Greg Sargent talks Bush tax cuts and GOP/Democratic comity and compromise:
There is a way a one-year or two-year temporary extension could represent a compromise of sorts: If Republicans signal a willingness to at least entertain the idea of letting the high end cuts expire after that temporary extension. But many of them aren’t doing that. Their position is that the high-end cuts need to be made permanent. Full stop.
Exactly right. The GOP idea of compromise here is permanent Bush tax cuts.
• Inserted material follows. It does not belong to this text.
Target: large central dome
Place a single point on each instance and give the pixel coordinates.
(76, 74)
I suspect they might be willing to dump the tax cuts for the bottom 99% of America, but that top 1% isn’t going anywhere and they don’t want some two-year fix, they want it made permanent.
Democrats need to get through their heads that losing the entire Bush tax cuts package is actually the best long-term policy outcome; that this is also the “no deal, time expires” outcome makes it all the more powerful as a bargaining chip. Always be willing to walk away from the entire thing, and always make clear that all blame rests on the GOP by making clear that full-extension is their position, so partial repeal is the compromise position. Yes, walking away means short term harm to everyone making below $250k/yr, but if that’s what it takes to roll back the tax cuts for the richest of the rich: so be it. Only from that position of relative strength do you get the GOP to even approach the table. And, I’ll let you in on a secret: they still won’t.
This is why it’s the perfect issue for the Democrats. It’s important, easy to understand, and directly pits the hyper-rich against the interests of most Americans. Swing for the fences. You’ve got nothing to lose. If you force the GOP to accept short-term, top 1% cuts, it’s a win. If you force the media to face the fact that the GOP has zero interest in compromise on anything, it’s a win, and if you force the true compromise position of time-limited cuts for 99% of Americans and an immediate roll-back to Clinton-era rates for the top 1%: it’s a giant win of the sort that could redefine the terms and dimensions of exactly how policies do or don’t get done over the next two years. So why not try?